雖然,他不會輕易原諒她在包子裡放雄黃,但是,一碼子事歸一碼子事,他對她動手確實是他不對!
來到房門外,北冥逸用手捂著胸口,平復好一會兒,胸腔內湧動的血氣才微微下降。他深深呼吸一口氣,才抬手敲了敲門。
可是,等了許久,也沒有見若惜來開門。北冥逸皺了皺眉,難道她不在嗎?
不對,他明明能感應到魔音鈴鐺就在房內。她不出來開門,難道還在生氣不成?
想到這裡,北冥逸竟然勾了勾唇。以他對她的瞭解,她一定在生氣。這女人,很愛耍大牌,倘若,他不去主動找她,估計,她永遠都不會來找他。
北冥逸抬手準備推開房門,但是,他忽然又打住了。
這次,明明是她的錯,憑什麼他要主動去找她?就在此時,男人那極強的自尊心作祟,北冥逸轉身就準備離開。可是,剛挪動一下步子,心中又暗自想到:「我來這裡,既不是為了哄她,又不是請求她的原諒,只是想看看她有沒有事而已!」以一個主人的身份,來看看她,順道給她一個道歉的機會!
自己為自己找了一個台階下,北冥逸才舒展了眉心。重新轉過身,此次沒有絲毫猶豫就推開房門……
「雲若惜!!」剛推開房門,北冥逸就端起十足的氣勢,大聲喊道。
可是,空蕩蕩的房間內,沒有半個人影。北冥逸半瞇縫起幽深的藍眼眸,輕輕環視四周,在確定,真的沒那女人的身影時,心中突然湧動著不好的預感。

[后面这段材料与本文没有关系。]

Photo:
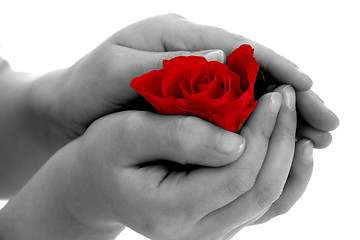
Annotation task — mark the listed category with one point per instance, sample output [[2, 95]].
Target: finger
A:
[[173, 33], [182, 139], [313, 111], [205, 190], [236, 230], [320, 138], [273, 174], [297, 182]]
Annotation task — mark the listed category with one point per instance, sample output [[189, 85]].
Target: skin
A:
[[52, 113]]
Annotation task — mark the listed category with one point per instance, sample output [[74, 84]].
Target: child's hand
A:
[[121, 172]]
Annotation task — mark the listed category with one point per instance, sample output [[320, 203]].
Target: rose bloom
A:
[[221, 94]]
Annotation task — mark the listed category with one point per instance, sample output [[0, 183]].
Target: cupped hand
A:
[[99, 83], [175, 33], [179, 177]]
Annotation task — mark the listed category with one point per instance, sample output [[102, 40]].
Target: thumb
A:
[[181, 139]]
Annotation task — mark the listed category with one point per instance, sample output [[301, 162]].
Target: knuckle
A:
[[180, 132], [283, 209], [267, 196], [172, 16], [287, 132], [240, 183]]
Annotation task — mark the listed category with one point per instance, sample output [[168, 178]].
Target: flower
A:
[[222, 94]]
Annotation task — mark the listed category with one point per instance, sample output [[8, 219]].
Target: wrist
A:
[[44, 98], [53, 205]]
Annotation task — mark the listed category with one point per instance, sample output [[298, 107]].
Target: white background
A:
[[319, 36]]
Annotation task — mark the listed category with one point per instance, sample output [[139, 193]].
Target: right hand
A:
[[122, 171]]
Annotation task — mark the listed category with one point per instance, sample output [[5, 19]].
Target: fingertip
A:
[[229, 143], [306, 82], [275, 100]]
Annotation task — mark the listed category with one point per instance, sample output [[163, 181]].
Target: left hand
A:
[[99, 83]]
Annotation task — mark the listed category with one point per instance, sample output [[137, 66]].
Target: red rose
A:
[[222, 94]]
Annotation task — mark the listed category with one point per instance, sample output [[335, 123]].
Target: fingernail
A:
[[215, 55], [306, 77], [275, 102], [289, 97], [230, 143], [308, 151]]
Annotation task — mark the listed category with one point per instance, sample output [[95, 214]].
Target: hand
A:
[[172, 177], [206, 201], [99, 83]]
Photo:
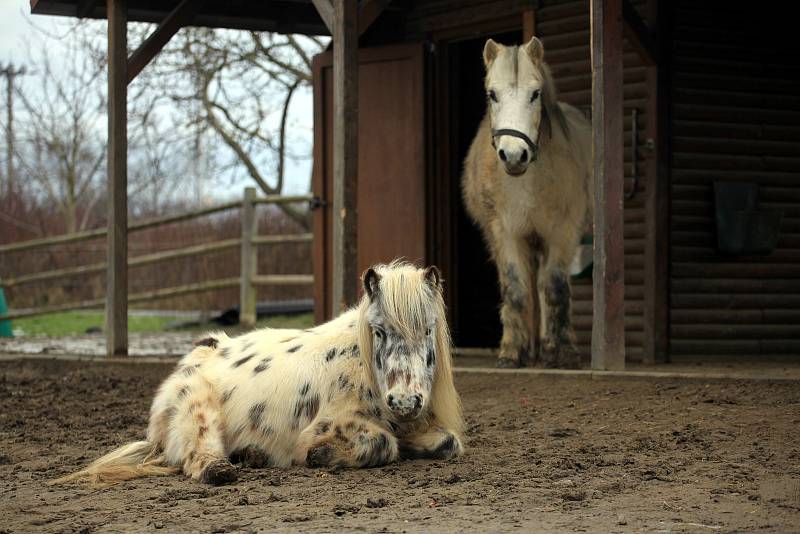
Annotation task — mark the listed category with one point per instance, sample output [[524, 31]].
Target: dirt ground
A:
[[545, 453]]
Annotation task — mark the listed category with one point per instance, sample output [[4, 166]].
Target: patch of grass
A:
[[76, 322]]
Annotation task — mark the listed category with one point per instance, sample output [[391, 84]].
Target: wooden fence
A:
[[248, 243]]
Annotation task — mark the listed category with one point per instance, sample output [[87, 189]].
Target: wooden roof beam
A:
[[638, 34], [368, 12], [181, 16]]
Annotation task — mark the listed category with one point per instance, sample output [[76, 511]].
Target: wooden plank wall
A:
[[735, 116], [563, 27]]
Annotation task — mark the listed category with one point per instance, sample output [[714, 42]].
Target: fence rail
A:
[[248, 280]]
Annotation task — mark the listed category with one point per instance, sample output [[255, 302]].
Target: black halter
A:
[[534, 148]]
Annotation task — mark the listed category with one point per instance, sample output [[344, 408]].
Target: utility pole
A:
[[10, 72]]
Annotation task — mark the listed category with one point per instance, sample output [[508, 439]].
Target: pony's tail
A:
[[134, 460]]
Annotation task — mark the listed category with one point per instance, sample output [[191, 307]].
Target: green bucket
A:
[[5, 326]]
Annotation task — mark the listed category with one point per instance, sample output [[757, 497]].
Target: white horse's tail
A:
[[134, 460]]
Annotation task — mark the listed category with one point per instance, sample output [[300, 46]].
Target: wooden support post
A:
[[369, 11], [325, 10], [117, 239], [656, 257], [345, 154], [608, 325], [247, 295]]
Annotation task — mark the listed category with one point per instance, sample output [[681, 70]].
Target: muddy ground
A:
[[545, 454]]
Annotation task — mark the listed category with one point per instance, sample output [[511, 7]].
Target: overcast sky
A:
[[14, 27]]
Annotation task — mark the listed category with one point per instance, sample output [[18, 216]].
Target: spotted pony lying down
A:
[[367, 388]]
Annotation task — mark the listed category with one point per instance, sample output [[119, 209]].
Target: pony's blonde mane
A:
[[405, 297]]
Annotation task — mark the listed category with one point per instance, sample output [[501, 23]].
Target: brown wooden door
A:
[[391, 187]]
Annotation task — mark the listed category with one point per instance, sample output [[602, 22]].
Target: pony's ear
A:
[[490, 51], [370, 279], [535, 50], [433, 276]]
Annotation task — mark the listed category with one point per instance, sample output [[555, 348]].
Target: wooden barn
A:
[[697, 108]]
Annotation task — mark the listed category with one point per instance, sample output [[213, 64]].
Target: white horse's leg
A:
[[514, 268], [555, 327]]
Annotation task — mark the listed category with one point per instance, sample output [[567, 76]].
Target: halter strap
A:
[[519, 135]]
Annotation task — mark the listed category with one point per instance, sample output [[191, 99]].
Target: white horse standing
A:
[[369, 387], [527, 183]]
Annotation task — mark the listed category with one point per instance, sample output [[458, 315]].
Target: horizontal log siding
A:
[[735, 116]]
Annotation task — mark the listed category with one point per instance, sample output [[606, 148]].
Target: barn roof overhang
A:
[[282, 16]]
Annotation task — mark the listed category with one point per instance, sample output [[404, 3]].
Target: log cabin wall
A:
[[563, 27], [735, 117]]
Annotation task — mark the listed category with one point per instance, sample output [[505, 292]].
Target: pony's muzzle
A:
[[404, 406], [515, 149]]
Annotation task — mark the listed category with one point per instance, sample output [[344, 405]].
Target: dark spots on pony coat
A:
[[242, 361], [376, 450], [431, 358], [207, 342], [306, 407], [446, 449], [343, 382], [255, 413], [226, 395], [322, 428], [262, 366], [252, 457]]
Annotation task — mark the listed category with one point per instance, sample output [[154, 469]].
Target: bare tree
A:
[[62, 148]]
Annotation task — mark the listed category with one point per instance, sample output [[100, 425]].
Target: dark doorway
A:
[[475, 317]]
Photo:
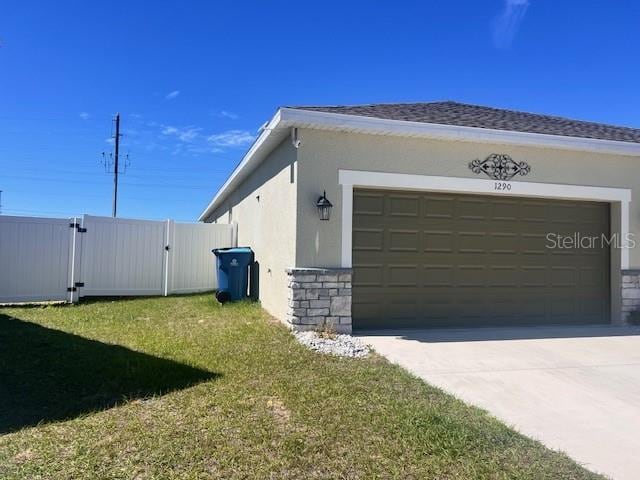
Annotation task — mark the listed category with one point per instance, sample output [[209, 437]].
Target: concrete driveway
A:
[[576, 389]]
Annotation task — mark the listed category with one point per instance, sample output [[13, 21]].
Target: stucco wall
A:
[[323, 153], [264, 208]]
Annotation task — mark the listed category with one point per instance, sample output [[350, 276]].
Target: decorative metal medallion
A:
[[499, 167]]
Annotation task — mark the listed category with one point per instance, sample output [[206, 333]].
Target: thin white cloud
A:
[[506, 25], [231, 138], [184, 134], [226, 114]]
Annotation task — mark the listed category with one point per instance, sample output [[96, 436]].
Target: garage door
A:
[[440, 260]]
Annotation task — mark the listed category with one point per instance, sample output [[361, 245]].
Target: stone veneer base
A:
[[319, 298]]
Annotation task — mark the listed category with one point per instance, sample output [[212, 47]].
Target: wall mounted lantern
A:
[[324, 207]]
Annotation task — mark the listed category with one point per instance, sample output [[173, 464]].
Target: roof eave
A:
[[285, 118], [380, 126]]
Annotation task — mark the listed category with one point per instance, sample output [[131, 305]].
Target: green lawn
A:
[[180, 387]]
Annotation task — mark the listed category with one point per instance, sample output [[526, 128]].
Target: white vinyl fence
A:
[[65, 259]]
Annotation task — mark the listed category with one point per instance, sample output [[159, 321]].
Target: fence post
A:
[[168, 256], [75, 261]]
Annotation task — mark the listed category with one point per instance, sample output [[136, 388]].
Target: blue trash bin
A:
[[233, 272]]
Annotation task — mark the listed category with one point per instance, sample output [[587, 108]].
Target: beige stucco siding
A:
[[323, 153], [264, 209]]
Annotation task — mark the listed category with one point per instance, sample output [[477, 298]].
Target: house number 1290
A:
[[503, 186]]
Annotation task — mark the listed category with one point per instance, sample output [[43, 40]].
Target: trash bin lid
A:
[[233, 250]]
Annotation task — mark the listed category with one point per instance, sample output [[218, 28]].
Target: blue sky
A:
[[194, 80]]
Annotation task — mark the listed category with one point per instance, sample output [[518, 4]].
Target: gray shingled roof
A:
[[460, 114]]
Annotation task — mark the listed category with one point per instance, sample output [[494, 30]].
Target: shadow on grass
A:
[[49, 375]]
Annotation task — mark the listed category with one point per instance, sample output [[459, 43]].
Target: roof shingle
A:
[[465, 115]]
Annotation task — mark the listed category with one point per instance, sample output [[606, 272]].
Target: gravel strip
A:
[[341, 345]]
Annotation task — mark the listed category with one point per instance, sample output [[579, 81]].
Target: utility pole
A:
[[116, 166]]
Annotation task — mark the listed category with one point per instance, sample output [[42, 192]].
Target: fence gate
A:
[[121, 257], [35, 258], [65, 259]]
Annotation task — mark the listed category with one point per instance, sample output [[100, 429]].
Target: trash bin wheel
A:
[[223, 296]]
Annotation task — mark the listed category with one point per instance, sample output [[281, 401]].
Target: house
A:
[[444, 214]]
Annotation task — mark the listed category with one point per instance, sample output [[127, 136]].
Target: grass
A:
[[180, 387]]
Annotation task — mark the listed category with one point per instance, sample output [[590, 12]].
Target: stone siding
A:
[[630, 293], [319, 298]]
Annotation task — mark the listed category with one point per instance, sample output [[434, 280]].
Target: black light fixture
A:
[[324, 206]]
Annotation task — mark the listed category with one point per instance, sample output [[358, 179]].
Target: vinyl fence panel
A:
[[66, 259], [191, 263], [34, 258]]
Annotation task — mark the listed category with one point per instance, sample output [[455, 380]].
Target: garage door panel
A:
[[424, 260], [403, 205], [437, 241]]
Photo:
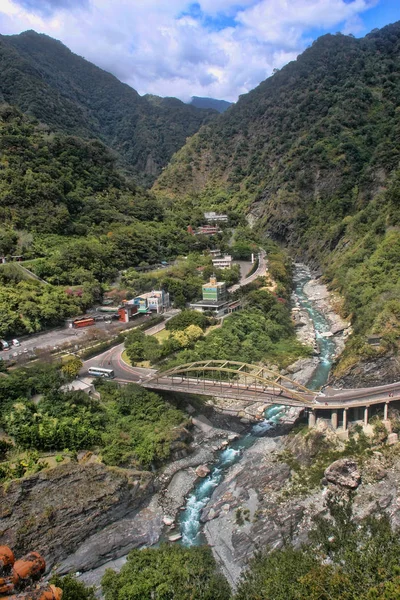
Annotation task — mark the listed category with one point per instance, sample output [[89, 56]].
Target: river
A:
[[190, 518]]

忽暗忽明的燭火中,紗縵肆意飄飛,因沒有人的緣故,顯得格外冷清寂寥。
邁著輕盈的步子,往房間內走進一步,一陣輕風襲來,帶來了淡淡的血腥味。嗅到血腥味,北冥逸全身的每個細胞突然都警惕起來。原本有些慵懶的眸子,此時放射著犀利的光芒。
北冥逸警戒地注視著四周的動靜,他剛欲挪動一下步子,突然一陣強風襲來,房內的燭火轉瞬就被吹滅。北冥逸猛地轉過身,發現整個房間,並沒有任何人。
帶著滿腹的疑慮,北冥逸緩緩走近臥房,剛踏進去,一股刺鼻的血腥味就撲面而來。北冥逸立即繃緊了全身每根神經,他飛快把房間掃視一遍,目光瞬間就被地毯上那團黑黑的東西吸引。
北冥逸大步上前,蹲身,用食指在地毯上一掃,指腹觸摸到地毯上,發現那東西黏糊糊的,他抬起手,放在鼻子前輕輕一嗅,竟然是血!!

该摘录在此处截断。